While studying Hall conductivity with The Quantum Hall effect written by S.M.Girvin, I read a sentence
"We have shown that the random impurity potential (and by implication Anderson localization) is a necessary condition for Hall plateaux to occur"(page 7)
As you know, in QHE experiment, we can see regions where two conductivity $\sigma_{xx}$ and $\sigma_{xy}$ is constant, especially $\sigma_{xx}=0$ and $\sigma_{xy}=\nu$ $e^2\over\hslash$ where $\nu$ is the filling factor of Landau levels.
Many literature say that the plateus appear since there are localized states (which comes from impurities in real samples) between the extended states ( in DOE vs E graphs ).
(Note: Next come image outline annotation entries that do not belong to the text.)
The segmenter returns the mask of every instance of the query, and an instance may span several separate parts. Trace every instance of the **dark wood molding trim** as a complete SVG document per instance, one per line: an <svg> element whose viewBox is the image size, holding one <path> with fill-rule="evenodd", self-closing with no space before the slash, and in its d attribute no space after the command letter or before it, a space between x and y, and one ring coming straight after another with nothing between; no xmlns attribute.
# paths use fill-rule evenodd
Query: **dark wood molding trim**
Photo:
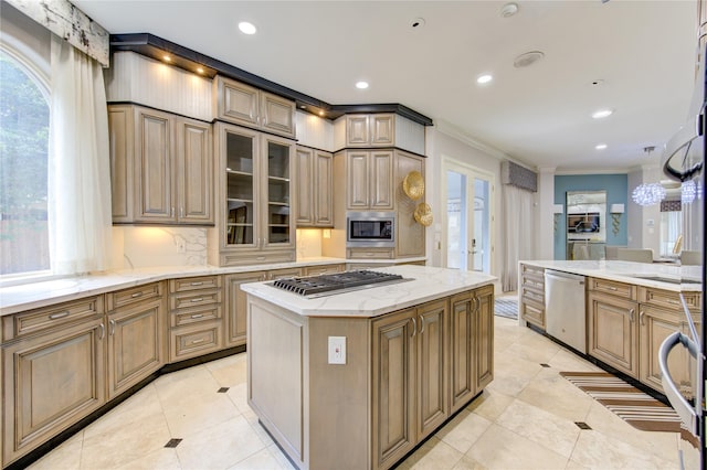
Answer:
<svg viewBox="0 0 707 470"><path fill-rule="evenodd" d="M163 62L162 57L165 54L169 54L171 65L209 78L213 78L215 75L223 75L243 82L256 88L264 89L265 92L294 100L299 110L317 116L319 111L324 111L327 119L336 119L346 114L354 113L394 113L423 126L432 126L433 124L429 117L397 103L331 105L149 33L110 34L110 52L115 51L131 51L160 62ZM198 67L201 67L203 72L197 72Z"/></svg>

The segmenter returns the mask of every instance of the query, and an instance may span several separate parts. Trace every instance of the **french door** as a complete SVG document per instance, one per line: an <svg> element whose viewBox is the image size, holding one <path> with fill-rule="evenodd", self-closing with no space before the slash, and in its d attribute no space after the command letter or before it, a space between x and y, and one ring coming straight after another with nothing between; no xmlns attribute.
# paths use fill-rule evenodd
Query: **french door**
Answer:
<svg viewBox="0 0 707 470"><path fill-rule="evenodd" d="M460 162L445 161L447 268L490 273L492 175Z"/></svg>

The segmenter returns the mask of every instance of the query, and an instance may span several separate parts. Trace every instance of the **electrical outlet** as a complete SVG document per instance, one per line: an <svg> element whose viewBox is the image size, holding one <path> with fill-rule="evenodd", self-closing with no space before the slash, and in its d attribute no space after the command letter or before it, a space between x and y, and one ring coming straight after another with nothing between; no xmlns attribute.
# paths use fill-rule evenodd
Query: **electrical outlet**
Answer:
<svg viewBox="0 0 707 470"><path fill-rule="evenodd" d="M346 364L346 337L329 337L329 364Z"/></svg>

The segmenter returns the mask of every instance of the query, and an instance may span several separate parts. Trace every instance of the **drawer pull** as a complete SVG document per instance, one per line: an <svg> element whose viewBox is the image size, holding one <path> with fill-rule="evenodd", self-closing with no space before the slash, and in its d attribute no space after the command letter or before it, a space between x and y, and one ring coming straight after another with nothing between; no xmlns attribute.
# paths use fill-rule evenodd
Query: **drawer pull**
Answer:
<svg viewBox="0 0 707 470"><path fill-rule="evenodd" d="M68 317L68 310L64 310L63 312L52 313L49 316L50 320L59 320L60 318Z"/></svg>

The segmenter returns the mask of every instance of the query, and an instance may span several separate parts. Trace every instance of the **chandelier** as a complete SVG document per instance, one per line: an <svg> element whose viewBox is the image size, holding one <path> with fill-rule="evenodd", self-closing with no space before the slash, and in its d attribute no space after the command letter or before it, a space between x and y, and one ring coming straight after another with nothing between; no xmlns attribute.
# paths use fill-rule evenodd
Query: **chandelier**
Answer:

I understand this statement in this way : When the Fermi energy is set to be in energy range of a localized state, there is no states carrying current about the fermi energy in the 'bulk' , but there are current carrying states on edge as Landau level's energy level vent upward due to edge confining field. Therefore the number of crossing between fermi level and energy level on the edge appears in the result $\sigma_{xy}=\nu$$e^2\over\hslash$.
In this way of understanding, I concluded that there should be a region in which $\sigma_{xy}$ is constant whether the sample is perfectly pure or not, because the number of current channels on the edge is the only important one. (Is it right?)
Then why does the QHE require the existence of impurity in the sample?